Rows excluded by subset keep their current value at that step, so the out_recode carry-forward completes the absorbing behaviour. The package ships the gvhd dataset (see ?gvhd) used in that paper, and a complete total-effect g-formula analysis on it — three absorbing states, a censoring model, and restricted cubic splines — is given in references/paper_example.R and walked through in vignette("causalMed-overview").

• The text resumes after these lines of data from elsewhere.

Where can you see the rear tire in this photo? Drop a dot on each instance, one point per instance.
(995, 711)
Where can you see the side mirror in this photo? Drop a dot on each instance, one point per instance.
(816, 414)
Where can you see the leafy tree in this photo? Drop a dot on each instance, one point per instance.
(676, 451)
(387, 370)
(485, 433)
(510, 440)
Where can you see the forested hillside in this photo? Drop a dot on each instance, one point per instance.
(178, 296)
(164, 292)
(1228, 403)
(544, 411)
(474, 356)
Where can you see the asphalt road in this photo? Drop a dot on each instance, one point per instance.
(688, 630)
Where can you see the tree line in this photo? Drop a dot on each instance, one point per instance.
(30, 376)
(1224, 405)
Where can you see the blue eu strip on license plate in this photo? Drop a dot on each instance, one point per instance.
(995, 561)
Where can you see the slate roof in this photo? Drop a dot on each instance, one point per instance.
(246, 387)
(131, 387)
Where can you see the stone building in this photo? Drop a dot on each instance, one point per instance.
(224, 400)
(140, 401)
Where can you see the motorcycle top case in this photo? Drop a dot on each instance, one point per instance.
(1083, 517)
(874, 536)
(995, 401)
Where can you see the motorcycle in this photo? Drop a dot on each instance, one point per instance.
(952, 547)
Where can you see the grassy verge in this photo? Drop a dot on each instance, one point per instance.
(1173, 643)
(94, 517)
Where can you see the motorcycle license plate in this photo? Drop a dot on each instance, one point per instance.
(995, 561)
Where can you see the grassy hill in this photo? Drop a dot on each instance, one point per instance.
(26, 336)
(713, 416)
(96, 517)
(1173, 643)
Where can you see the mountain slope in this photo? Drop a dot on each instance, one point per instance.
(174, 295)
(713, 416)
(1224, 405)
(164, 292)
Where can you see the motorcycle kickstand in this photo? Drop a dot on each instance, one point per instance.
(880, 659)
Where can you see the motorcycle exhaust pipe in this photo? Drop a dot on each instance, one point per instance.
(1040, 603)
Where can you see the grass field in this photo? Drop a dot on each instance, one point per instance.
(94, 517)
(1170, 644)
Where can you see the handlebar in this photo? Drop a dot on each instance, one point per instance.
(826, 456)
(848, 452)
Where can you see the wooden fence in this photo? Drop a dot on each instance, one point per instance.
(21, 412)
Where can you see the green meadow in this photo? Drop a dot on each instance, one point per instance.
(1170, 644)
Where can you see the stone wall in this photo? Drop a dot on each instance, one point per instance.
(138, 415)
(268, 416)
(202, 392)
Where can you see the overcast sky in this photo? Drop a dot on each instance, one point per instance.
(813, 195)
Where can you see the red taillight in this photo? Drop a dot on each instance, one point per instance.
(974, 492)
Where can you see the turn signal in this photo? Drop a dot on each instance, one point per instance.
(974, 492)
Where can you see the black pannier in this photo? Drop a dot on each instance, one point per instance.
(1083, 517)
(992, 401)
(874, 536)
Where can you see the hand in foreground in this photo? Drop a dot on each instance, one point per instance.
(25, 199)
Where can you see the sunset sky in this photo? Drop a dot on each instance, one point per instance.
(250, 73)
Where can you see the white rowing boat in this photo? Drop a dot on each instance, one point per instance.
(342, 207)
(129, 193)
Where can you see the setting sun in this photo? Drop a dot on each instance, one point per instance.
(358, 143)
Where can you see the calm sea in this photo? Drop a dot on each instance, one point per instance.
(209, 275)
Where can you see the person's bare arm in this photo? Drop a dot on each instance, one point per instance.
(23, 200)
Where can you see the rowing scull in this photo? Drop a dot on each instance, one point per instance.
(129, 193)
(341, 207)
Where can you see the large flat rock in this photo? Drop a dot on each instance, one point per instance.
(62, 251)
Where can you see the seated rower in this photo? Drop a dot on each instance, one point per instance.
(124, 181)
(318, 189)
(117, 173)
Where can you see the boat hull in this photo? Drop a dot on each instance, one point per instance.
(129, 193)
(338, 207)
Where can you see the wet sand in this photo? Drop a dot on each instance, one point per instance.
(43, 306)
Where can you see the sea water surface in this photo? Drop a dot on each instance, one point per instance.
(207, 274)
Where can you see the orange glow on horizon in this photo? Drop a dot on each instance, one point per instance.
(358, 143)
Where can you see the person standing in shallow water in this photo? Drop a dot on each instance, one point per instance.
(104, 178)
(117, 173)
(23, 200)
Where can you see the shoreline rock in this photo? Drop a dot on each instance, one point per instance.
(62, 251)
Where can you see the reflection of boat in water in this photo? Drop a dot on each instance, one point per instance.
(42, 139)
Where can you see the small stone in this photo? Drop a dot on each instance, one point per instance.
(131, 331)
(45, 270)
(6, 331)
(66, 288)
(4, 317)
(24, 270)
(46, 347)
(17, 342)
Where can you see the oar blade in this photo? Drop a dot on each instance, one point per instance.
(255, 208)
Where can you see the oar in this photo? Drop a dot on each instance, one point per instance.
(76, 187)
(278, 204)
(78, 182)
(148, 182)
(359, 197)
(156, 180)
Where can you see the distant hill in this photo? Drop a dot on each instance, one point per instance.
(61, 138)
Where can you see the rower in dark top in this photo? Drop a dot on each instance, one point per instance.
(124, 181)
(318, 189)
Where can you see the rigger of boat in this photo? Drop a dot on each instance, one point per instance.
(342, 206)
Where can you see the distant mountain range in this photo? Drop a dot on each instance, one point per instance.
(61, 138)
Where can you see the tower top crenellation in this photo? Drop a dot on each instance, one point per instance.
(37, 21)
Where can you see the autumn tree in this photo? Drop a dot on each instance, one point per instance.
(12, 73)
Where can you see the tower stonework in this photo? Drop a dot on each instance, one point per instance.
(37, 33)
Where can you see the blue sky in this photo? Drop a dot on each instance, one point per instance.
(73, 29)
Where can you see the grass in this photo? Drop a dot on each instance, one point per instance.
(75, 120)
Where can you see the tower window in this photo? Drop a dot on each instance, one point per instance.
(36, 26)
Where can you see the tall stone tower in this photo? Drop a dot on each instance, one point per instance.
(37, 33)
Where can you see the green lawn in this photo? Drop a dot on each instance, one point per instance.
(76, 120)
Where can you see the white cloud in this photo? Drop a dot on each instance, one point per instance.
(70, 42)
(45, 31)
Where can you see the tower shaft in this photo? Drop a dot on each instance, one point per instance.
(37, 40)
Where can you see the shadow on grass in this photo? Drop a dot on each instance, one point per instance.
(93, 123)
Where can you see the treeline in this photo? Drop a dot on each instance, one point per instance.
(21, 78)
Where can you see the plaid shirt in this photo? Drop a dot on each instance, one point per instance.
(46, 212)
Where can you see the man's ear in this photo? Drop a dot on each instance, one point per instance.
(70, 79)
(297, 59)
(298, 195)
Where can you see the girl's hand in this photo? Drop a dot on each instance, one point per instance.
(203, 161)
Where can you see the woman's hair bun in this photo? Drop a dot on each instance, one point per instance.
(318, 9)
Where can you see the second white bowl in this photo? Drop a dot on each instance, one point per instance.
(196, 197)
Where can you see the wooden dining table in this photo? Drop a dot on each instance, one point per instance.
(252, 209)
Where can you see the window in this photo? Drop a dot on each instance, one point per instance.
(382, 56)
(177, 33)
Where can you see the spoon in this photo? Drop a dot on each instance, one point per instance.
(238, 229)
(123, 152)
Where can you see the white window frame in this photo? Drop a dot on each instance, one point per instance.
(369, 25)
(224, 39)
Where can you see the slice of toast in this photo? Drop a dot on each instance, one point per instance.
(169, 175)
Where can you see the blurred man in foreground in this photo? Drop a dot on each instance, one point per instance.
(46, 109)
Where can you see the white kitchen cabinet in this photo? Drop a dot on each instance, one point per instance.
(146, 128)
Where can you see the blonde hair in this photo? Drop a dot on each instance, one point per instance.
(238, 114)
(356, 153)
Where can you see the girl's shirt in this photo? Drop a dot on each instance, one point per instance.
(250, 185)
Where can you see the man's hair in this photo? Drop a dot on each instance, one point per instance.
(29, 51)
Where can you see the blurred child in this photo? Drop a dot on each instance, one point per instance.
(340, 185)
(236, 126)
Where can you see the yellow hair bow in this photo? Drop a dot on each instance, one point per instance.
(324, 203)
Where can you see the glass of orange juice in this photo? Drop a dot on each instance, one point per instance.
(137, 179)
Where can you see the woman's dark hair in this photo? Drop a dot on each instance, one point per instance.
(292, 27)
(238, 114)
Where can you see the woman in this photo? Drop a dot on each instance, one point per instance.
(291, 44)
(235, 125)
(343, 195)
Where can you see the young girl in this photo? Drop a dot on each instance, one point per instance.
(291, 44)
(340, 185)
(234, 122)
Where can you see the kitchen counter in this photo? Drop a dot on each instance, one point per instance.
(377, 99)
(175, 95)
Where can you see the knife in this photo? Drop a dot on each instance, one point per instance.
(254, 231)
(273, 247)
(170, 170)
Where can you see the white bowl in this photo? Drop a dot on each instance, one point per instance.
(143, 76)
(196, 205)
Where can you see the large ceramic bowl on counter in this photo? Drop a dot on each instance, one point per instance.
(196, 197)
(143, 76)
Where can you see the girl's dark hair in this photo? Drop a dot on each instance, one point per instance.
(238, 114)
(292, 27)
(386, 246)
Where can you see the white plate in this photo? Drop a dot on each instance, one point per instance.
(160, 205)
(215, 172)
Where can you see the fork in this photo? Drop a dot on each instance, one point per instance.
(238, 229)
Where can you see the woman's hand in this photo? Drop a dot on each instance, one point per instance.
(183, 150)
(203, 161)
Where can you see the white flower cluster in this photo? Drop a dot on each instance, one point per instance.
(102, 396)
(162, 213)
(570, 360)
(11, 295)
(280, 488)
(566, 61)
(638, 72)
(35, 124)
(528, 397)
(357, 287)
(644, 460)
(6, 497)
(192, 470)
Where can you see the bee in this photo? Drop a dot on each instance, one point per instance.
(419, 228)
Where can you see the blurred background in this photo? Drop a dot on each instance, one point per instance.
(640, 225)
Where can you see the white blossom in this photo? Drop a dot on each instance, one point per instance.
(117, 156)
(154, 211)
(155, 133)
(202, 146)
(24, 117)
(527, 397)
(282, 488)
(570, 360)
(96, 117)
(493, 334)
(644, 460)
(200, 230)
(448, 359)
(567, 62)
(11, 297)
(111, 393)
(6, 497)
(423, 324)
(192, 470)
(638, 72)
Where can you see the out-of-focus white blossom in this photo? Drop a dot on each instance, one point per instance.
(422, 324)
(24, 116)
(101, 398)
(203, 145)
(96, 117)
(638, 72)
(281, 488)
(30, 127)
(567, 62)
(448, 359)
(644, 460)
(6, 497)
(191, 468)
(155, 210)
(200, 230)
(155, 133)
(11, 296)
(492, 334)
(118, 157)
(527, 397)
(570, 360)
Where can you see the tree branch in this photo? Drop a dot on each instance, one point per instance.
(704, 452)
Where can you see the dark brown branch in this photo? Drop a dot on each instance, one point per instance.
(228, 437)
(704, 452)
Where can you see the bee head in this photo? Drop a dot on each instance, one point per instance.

Bootstrap Confidence Intervals

As elsewhere in the package, set R > 1 for subject-level bootstrap CIs and optionally register a parallel plan first:

library(future)
plan(multisession)

fit_ci <- mediation(
  data           = dat,
  id_var         = "id",
  time_var       = "time",
  base_vars      = "V",
  exposure       = "A",
  outcome        = "Y",
  models         = models_surv,
  init_recode    = init_s,
  in_recode      = in_s,
  mediation_type = "I",
  mc_sample      = 20000,
  R              = 500,
  seed           = 2026
)

plan(sequential)

# estimate now carries Sd, percentile and normal CIs on the RD and RR scales
fit_ci$estimate

# the per-replicate bootstrap draws are also retained, for custom diagnostics
# (e.g. counting non-finite Mediation Proportion replicates):
fit_ci$boot_estimates$effects

Natural Effects and Intermediate Confounding

mediation_type = "N" (Zheng & van der Laan 2017) is also defined for survival outcomes. However, in this dataset the confounder L is affected by the current exposure — an intermediate confounder — and natural direct and indirect effects are not identifiable in that setting. mediation() detects the exposure on the right-hand side of a covariate model and warns:

fit_nat <- mediation(
  data           = dat,
  id_var         = "id",
  time_var       = "time",
  base_vars      = "V",
  exposure       = "A",
  outcome        = "Y",
  models         = models_surv,
  init_recode    = init_s,
  in_recode      = in_s,
  mediation_type = "N",
  mc_sample      = 20000,
  R              = 1,
  quiet          = TRUE,
  seed           = 2026
)
#> Warning: mediation_type = "N" requested, but covariate model(s) for {L} include
#> the exposure 'A' on the right-hand side, indicating an intermediate
#> (exposure-affected) confounder. Natural direct and indirect effects are NOT
#> identifiable from observational data in this setting (Avin, Shpitser & Pearl
#> 2005; VanderWeele 2014; VanderWeele & Tchetgen Tchetgen 2017). Consider
#> mediation_type = "I" for identifiable interventional (randomized-analogue)
#> effects.

The interventional effects ("I") remain identifiable under intermediate confounding and are the recommended estimand here — which is why they are the package default.


References

  • Lin, S.-H., Young, J. G., Logan, R., & VanderWeele, T. J. (2017). Mediation analysis for a survival outcome with time-varying exposures, mediators, and confounders. Statistics in Medicine, 36, 4153–4166.
  • VanderWeele, T. J., & Tchetgen Tchetgen, E. J. (2017). Mediation analysis with time varying exposures and mediators. Journal of the Royal Statistical Society: Series B, 79(3), 917–938.
  • Yamamuro, S., Shinozaki, T., Iimuro, S., & Matsuyama, Y. (2021). Mediational g-formula for time-varying treatment and repeated-measured multiple mediators. Statistical Methods in Medical Research, 30(8), 1782–1799.
  • Zheng, W., & van der Laan, M. (2017). Longitudinal mediation analysis with time-varying mediators and exposures, with application to survival outcomes. Journal of Causal Inference, 5(2).
  • Keil, A. P., Edwards, J. K., Richardson, D. B., Naimi, A. I., & Cole, S. R. (2014). The parametric g-formula for time-to-event data: intuition and a worked example. Epidemiology, 25(6), 889–897.
  • Westreich, D., Cole, S. R., Young, J. G., et al. (2012). The parametric g-formula to estimate the effect of highly active antiretroviral therapy on incident AIDS or death. Statistics in Medicine, 31, 2000–2009.